British writer, broadcaster and performer

Robert (Bob) Fischer (born 15 November 1972) is a British broadcaster, writer and performer. As a regional broadcaster he is best known as a DJ and radio presenter for BBC Tees, as a writer for writing the book Wiffle Lever To Full! (2009), and a columnist for the Fortean Times in the area of Hauntology.

==Early life==
Fischer was born on 15 November 1972 in Middlesbrough, in north east England. He attended Levendale Primary School and Conyers' School in Yarm, before going on to read Linguistics at Lancaster University.. He changed programmes, and subsequently completed a degree in Philosophy.

==Career==
Fischer was a presenter for BBC Tees in the north east of England until Spring 2020. Latterly he presented a three-times-weekly evening show mixing music, arts and culture, which often featured local musicians, performers and writers. He has previously also presented shows during daytime and weekends. For a number of years he also fronted the station's BBC Introducing output, and remains a well-known figure in the local music and arts scene. As well as presenting, he also produced a documentary for the station about local folklore for the station in 2014, Worms, Witches and Boggarts. He has also been a guest presenter on BBC Radio 6 Music.

His first book, Wiffle Lever to Full!, first published in 2009, is a mix of travelogue and memoir, talking about his childhood love of science fiction, revisiting it as an adult by attending a number of fan conventions and recording the experience.

His regular column for the Fortean Times began following positive reception for an article he wrote for the publication, The Haunted Generation, about unsettling elements of children's television in the 1970s and 1980s.

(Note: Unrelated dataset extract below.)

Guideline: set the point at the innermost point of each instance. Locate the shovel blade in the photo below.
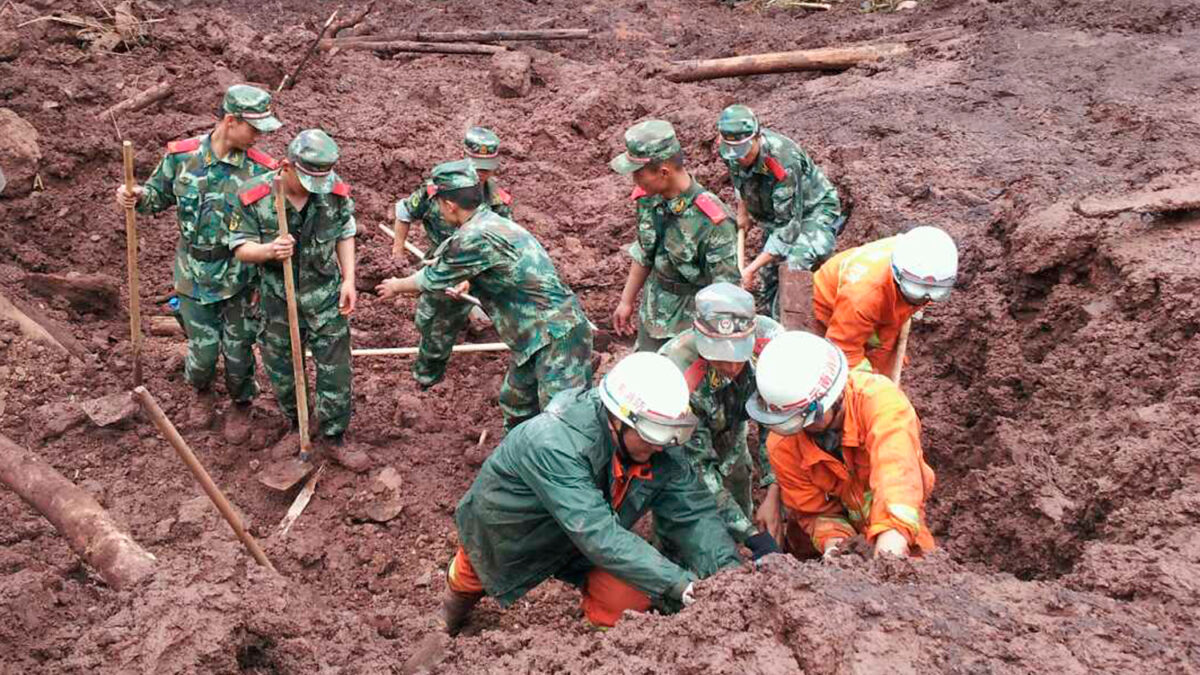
(286, 473)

He also writes for the magazines Doctor Who Magazine, and Electronic Sound.

In 2018, together with the writer Andrew T Smith, he co-wrote and performed in the show Summer Winos, about the television show Last of the Summer Wine at the Edinburgh Fringe, and subsequently on a national tour into 2019.

He is the co-founder of Mulgrave Audio, a producer of audio drama, whose first release, Simon Perkins' Lurgy, features the voice talents of Ethan Warren, and Roger Limb.

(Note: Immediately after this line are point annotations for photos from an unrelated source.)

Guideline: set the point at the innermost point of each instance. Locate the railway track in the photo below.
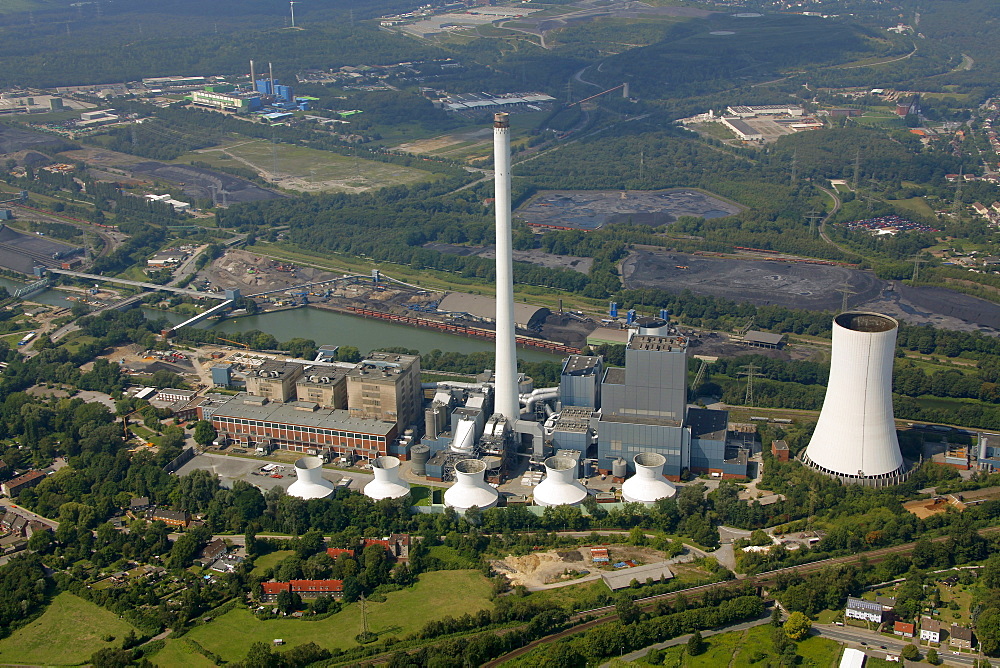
(606, 614)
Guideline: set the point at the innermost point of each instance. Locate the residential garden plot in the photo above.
(307, 169)
(438, 594)
(67, 633)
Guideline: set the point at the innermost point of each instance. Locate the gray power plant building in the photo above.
(644, 410)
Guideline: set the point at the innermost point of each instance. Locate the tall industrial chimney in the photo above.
(506, 401)
(855, 437)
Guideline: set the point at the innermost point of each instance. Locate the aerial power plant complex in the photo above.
(633, 424)
(855, 438)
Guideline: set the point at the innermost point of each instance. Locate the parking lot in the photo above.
(280, 474)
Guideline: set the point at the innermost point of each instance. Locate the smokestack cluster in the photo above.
(507, 402)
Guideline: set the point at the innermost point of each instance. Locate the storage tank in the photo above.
(648, 484)
(560, 486)
(419, 454)
(309, 481)
(470, 488)
(855, 436)
(386, 484)
(619, 468)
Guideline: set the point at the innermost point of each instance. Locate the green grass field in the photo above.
(917, 205)
(749, 648)
(180, 653)
(438, 594)
(307, 169)
(269, 560)
(67, 633)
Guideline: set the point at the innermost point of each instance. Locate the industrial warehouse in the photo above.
(631, 423)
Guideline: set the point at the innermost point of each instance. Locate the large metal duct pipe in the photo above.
(386, 484)
(560, 486)
(506, 353)
(309, 481)
(648, 484)
(470, 488)
(855, 437)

He has hosted occasional live shows under the Chinwag banner, featuring Q&A sessions with performers such as Ray Brooks and Reece Dinsdale.

He also acts as host for live shows under the banner Scarred For Life, with the authors Stephen Brotherstone and Dave Lawrence, again about the hauntological aspects of 1970s and 1980s broadcast media.

He has appeared as a guest on several podcasts, including the cultural commentator and writer Tim Worthington's Looks Unfamiliar in May 2019. and August 2020.